Ecologia

In ascolto del canto e del grido del creato

Riflessioni spirituali sulla tematica ecologica. A cura del Dicastero per la Pastorale Giovanile Salesiana.


In ascolto del canto e del grido del creato

La geniale intuizione di san Francesco, espressa nel Cantico delle Creature, ci permette di contemplare la creazione con uno sguardo nuovo, profondo, credente, fraterno…
Don Bosco ha imparato fin da piccolo l’atteggiamento con cui porsi di fronte all’opera del creatore. Le sue parole ne sono un esempio: «Dio fa le sue opere con magnificenza. Osservate nel cielo la quantità delle stelle, nel mare la profondità degli abissi e la moltitudine dei pesci, sulla terra quante varietà, ricchezze e bellezze d’ogni specie». (Estratto dalle Memoria Biografiche, v. XII).
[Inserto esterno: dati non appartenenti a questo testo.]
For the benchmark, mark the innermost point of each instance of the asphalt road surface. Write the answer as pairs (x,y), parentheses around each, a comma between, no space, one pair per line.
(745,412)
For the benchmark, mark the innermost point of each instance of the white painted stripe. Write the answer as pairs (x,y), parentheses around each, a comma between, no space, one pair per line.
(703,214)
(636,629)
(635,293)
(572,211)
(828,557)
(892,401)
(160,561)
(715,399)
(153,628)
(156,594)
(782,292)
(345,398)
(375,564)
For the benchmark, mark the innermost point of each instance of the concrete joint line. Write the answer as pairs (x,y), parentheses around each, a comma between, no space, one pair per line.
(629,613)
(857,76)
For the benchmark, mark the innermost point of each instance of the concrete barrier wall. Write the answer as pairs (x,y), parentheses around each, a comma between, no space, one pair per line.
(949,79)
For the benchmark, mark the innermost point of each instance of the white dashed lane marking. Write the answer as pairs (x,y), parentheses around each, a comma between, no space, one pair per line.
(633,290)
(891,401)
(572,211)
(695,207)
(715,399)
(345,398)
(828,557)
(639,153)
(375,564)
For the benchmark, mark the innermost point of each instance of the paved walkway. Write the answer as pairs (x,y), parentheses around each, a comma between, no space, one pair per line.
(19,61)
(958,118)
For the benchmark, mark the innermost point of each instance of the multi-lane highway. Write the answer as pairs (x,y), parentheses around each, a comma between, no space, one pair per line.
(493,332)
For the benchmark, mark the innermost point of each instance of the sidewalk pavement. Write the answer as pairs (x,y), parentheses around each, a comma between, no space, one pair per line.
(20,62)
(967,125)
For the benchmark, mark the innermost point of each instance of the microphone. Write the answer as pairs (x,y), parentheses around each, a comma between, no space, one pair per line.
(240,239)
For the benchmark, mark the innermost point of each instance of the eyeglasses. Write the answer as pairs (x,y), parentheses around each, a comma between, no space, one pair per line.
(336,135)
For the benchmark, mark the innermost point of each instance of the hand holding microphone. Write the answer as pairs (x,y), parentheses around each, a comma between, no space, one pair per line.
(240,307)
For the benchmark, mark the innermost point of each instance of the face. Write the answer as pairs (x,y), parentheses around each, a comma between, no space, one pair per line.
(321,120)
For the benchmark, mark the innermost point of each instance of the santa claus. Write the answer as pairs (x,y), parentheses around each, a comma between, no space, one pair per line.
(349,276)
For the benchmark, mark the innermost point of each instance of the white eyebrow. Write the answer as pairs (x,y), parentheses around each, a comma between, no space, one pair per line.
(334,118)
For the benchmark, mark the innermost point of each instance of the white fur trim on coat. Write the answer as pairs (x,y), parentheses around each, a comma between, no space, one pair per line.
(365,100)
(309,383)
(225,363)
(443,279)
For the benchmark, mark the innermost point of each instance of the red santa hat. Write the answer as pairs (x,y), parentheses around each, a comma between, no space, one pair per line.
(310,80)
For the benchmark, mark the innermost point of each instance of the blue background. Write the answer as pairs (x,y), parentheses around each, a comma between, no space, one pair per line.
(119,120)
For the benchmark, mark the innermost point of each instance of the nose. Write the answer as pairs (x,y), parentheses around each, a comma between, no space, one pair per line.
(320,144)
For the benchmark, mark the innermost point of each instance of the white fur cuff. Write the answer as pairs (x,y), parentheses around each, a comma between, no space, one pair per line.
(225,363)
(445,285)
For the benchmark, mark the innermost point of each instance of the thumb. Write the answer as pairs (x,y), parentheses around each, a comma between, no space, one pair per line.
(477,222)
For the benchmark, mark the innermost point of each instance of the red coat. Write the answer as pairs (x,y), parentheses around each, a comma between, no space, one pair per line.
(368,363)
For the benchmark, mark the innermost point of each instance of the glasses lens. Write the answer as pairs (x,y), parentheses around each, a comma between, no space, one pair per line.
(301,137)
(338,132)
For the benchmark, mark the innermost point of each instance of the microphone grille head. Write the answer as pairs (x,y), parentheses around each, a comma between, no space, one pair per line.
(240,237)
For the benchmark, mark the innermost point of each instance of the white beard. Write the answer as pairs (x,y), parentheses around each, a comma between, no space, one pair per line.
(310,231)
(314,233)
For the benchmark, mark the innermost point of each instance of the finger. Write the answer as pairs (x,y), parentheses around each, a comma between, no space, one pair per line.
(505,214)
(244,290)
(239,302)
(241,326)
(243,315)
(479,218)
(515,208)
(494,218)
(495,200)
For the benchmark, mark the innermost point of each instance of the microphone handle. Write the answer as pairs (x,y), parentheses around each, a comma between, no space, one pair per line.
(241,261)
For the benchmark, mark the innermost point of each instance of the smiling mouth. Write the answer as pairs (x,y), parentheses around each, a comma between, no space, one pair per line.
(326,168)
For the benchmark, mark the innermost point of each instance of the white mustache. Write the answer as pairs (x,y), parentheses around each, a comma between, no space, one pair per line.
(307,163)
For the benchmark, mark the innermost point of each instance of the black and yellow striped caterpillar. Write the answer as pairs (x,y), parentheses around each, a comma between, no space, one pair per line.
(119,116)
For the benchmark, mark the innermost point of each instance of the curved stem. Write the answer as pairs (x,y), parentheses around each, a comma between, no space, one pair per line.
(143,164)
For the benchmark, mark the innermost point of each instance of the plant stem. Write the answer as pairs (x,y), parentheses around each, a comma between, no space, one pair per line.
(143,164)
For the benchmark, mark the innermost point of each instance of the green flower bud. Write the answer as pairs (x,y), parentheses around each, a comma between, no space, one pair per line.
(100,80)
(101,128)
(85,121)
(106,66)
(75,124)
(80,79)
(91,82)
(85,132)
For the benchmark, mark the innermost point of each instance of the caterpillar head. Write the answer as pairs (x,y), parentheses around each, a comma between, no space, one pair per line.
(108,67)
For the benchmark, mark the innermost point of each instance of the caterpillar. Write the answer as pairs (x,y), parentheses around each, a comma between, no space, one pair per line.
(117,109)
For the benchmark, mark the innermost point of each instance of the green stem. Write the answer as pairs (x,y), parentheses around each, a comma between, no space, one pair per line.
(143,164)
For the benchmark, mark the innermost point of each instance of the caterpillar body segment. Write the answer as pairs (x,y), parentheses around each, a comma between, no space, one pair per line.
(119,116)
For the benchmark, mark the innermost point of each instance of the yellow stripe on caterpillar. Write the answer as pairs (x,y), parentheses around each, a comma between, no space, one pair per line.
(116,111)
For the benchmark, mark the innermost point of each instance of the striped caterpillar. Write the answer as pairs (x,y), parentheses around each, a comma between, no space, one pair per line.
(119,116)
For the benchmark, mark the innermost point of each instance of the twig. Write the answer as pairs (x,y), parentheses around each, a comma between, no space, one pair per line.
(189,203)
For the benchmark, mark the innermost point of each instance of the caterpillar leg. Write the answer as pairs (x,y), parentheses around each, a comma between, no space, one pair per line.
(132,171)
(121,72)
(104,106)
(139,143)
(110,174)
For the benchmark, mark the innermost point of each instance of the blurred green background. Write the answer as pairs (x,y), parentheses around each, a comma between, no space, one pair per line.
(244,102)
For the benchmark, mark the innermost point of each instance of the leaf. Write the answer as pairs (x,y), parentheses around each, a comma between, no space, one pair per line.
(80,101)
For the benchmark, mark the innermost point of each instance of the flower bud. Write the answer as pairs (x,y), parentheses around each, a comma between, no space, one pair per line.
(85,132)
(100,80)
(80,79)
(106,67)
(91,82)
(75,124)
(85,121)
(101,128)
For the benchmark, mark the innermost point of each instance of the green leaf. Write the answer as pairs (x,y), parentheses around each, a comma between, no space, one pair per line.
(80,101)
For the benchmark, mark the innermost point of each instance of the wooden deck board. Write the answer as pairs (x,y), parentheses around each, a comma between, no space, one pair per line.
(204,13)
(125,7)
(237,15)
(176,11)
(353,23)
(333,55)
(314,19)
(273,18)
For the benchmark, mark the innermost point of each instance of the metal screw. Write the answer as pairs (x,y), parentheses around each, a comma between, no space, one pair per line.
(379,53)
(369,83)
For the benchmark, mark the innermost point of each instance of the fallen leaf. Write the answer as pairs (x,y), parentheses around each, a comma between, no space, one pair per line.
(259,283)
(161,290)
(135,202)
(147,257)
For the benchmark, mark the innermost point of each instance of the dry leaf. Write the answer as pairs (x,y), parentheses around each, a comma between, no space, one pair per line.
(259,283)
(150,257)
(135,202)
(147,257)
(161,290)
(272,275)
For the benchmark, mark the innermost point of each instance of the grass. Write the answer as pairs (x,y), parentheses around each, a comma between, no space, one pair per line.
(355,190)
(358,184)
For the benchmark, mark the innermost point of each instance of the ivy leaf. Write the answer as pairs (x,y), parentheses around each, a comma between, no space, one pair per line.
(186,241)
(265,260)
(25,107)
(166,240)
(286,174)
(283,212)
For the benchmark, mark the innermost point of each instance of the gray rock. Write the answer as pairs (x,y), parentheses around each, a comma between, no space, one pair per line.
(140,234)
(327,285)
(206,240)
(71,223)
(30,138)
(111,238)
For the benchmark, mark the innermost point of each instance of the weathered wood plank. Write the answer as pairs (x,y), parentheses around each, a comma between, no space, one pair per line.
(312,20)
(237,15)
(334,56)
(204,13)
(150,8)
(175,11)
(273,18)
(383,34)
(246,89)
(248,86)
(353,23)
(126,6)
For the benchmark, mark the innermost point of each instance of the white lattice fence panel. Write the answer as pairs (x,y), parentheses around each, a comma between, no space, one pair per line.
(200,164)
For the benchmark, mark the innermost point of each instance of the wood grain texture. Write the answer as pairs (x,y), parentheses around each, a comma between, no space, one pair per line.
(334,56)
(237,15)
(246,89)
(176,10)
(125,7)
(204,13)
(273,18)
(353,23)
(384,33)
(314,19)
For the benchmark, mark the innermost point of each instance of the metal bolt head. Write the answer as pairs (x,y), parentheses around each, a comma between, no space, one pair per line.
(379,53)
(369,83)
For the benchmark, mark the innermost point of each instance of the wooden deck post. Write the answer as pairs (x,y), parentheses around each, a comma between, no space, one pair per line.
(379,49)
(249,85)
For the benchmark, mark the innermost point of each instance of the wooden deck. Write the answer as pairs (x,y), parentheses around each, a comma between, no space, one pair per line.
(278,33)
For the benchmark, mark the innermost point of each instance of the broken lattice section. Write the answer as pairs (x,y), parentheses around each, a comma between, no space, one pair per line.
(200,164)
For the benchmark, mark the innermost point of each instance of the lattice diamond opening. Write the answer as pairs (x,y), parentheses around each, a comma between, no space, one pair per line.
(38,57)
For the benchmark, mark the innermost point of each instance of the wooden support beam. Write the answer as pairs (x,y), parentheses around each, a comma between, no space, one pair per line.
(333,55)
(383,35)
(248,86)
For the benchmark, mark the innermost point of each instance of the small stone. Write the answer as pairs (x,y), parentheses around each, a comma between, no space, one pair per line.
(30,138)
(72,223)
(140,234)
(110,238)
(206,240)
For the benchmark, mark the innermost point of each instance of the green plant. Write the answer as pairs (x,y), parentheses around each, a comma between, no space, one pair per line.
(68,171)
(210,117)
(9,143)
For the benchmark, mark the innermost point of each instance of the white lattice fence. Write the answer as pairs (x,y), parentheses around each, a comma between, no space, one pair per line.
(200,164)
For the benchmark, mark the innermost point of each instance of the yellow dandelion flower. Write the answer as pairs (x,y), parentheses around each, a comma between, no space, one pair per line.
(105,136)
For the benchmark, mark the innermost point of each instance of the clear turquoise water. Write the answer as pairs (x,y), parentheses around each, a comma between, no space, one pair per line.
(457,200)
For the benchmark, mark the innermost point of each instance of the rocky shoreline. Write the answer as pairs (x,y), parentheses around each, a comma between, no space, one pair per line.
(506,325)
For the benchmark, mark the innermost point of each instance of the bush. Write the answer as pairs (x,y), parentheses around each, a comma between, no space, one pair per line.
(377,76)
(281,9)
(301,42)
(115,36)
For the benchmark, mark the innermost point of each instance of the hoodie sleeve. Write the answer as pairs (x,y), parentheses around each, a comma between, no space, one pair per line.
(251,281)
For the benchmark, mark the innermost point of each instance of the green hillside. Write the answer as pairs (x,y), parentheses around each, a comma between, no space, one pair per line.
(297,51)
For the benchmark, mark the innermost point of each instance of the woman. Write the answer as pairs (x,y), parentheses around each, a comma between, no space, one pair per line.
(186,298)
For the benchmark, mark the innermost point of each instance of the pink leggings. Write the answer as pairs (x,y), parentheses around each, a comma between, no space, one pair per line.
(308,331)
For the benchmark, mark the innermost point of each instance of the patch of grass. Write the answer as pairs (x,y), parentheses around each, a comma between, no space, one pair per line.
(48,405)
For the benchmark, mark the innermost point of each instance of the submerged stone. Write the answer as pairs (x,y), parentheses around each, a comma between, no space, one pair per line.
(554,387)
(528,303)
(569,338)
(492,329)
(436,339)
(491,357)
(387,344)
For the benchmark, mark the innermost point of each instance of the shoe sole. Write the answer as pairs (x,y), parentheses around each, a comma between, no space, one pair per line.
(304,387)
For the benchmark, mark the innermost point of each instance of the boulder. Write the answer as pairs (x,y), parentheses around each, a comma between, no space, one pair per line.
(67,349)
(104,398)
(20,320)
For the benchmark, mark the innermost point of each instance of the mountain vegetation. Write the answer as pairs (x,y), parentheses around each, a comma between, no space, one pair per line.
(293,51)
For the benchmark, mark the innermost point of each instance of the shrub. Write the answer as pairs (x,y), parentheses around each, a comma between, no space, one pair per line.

Ascoltare il grido del Creato

"L'obiettivo è di osare trasformare in sofferenza personale quello che accade al mondo, e così riconoscere qual è il contributo che ciascuno può portare" (LS 19)

"Se noi ci accostiamo alla natura e all'ambiente senza questa apertura allo stupore e alla meraviglia, i nostri atteggiamenti saranno quelli del dominatore, del consumatore o del mero sfruttatore" (LS 11)

"In primo luogo, farò un breve percorso attraverso vari aspetti dell'attuale crisi ecologica" (LS 15)

Il grido della Terra

La Terra, nostra sorella e madre, nostra casa comune, grida, geme, soffre perché è stata sfruttata, depredata, maltrattata. La falsa idea che la terra sia un deposito illimitato di risorse ha indotto l’essere umano e sfruttarla in modo eccessivo, e a produrre un quantitativo di rifiuti che non si riescono più ad assorbire.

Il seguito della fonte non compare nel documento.